Chattanooga's Own To Prepare Meal For President Obama

Tuesday, January 08, 2013

Virginia College School of Business and Health in Chattanooga announced that one of its instructors, Chef Andrea Cagle, has been chosen to display her culinary talents at the upcoming presidential inauguration in Washington, D.C.

Ms. Cagle is a chef instructor at Culinard, the Culinary Institute of Virginia College School of Business and Health in Chattanooga, and will follow in the footsteps of fellow Culinard instructor and program director Chef Philippe Gehin, who prepared a private dinner for President Barack Obama shortly after being elected in his first term. 

“We are so proud of Chef Andrea Cagle as she represents Culinard at the nation’s capital,” said Mr. Gehin. “I was honored to cook for the President at his first inauguration, and now it is Chef Cagle’s turn. She is extremely talented and will represent Virginia College well.”

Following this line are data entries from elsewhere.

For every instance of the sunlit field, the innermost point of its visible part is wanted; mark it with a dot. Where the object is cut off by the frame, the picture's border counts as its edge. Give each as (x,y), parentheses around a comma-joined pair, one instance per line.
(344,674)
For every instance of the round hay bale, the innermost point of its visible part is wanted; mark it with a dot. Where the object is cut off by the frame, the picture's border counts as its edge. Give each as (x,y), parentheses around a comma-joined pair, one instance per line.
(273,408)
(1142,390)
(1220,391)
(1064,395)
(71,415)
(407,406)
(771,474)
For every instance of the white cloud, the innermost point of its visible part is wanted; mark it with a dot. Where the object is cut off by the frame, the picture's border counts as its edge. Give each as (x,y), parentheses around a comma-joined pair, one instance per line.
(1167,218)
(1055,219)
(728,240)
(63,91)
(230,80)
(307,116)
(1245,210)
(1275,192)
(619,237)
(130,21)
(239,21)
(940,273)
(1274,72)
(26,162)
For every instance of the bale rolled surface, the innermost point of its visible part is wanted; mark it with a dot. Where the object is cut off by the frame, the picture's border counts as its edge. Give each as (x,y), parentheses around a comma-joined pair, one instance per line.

Ms. Cagle will lend her culinary expertise to help with this year’s inaugural balls, receptions and other events at the Walter E. Washington Convention Center taking place throughout the inauguration week of Jan. 14-21, of which President Obama and Vice President Joe Biden are scheduled to attend.

“We cannot think of anyone better to prepare a meal for the President of the United States other than our very own Culinard instructors,” says Virginia College School of Business and Health Campus President Dominick DeLorenzo. “We couldn’t be more proud of Chef Cagle for this enormous honor!”

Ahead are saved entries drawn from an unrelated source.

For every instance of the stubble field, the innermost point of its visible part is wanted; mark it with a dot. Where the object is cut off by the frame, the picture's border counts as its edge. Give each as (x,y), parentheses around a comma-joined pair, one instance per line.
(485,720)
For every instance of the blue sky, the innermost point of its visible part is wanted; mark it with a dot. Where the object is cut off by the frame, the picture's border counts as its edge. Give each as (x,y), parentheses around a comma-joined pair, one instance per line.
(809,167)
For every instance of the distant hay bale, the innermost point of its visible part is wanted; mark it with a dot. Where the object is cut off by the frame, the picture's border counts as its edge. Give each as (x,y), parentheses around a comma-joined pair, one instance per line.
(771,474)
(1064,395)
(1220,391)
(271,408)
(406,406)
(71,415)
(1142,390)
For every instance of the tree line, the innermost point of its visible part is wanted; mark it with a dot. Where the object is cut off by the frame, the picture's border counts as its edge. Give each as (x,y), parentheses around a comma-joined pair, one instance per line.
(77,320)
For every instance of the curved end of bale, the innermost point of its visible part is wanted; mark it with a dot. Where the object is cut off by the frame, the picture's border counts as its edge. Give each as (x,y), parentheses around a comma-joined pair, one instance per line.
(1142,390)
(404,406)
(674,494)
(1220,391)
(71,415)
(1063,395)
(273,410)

Since opening, Culinard has trained more than 1,000 chefs. Culinard offers diplomas in culinary arts or pastry arts, both of which can be obtained in 36 weeks. These intensive programs put students in the kitchen on the first day of class and prepare them for careers in restaurants, hotels, resorts, casinos, cruise ships, catering companies, hospitals and more. Culinard also offers an online associate degree in culinary arts for students who already have formal training in culinary skills at a post-secondary level, but who want an associate degree and a broader skill base to increase opportunities for employment and advancement.

For more information about Culinard or Virginia College School of Business and Health in Chattanooga, visit www.culinard.com or www.vc.edu/chattanooga.

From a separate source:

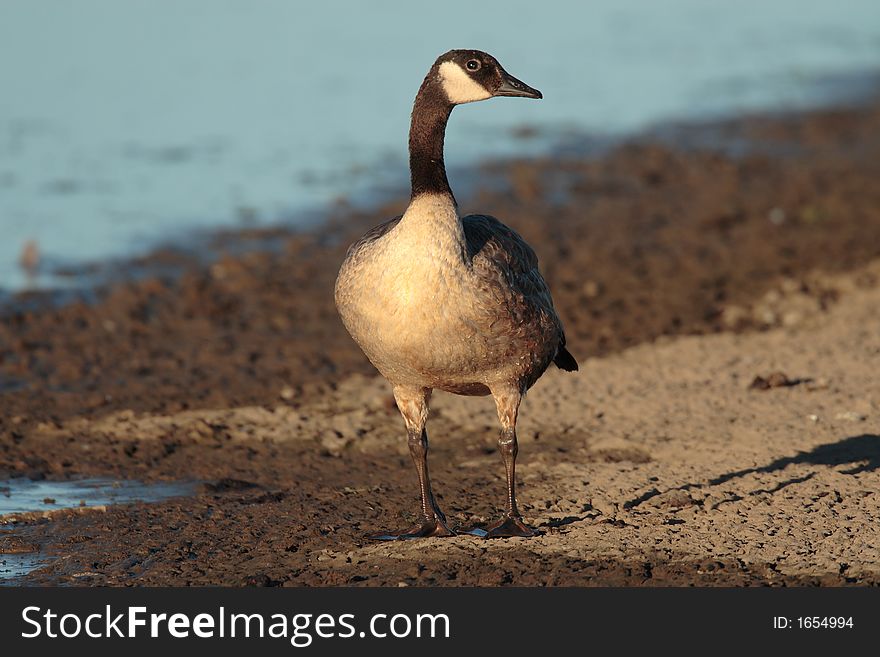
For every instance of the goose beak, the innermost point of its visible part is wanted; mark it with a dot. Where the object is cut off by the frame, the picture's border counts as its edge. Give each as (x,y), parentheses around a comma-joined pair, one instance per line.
(510,86)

Chef Andrea Cagle studied Culinary Arts at Le Cordon Bleu in Atlanta. She has over 18 years of experience in the hospitality and restaurant industry. Her culinary experience includes serving as Executive Chef/Owner of Kozy Cooking Catering in Chattanooga. She also trained with Chef Holly Chute, executive chef for the governor of Georgia. Before coming to Culinard, she worked with Chef Daniel Lindley, executive chef and owner of St. Johns Restaurant in Chattanooga and a three-time James Beard Foundation nominee.

Ms. Cagle is a member of the American Culinary Foundation, Slow Food International Association and an advocate for Share Our Strength's "No Kid Hungry" program. She also works with a nonprofit organization, East Chattanooga Improvement, as a mentor for inner-city youth.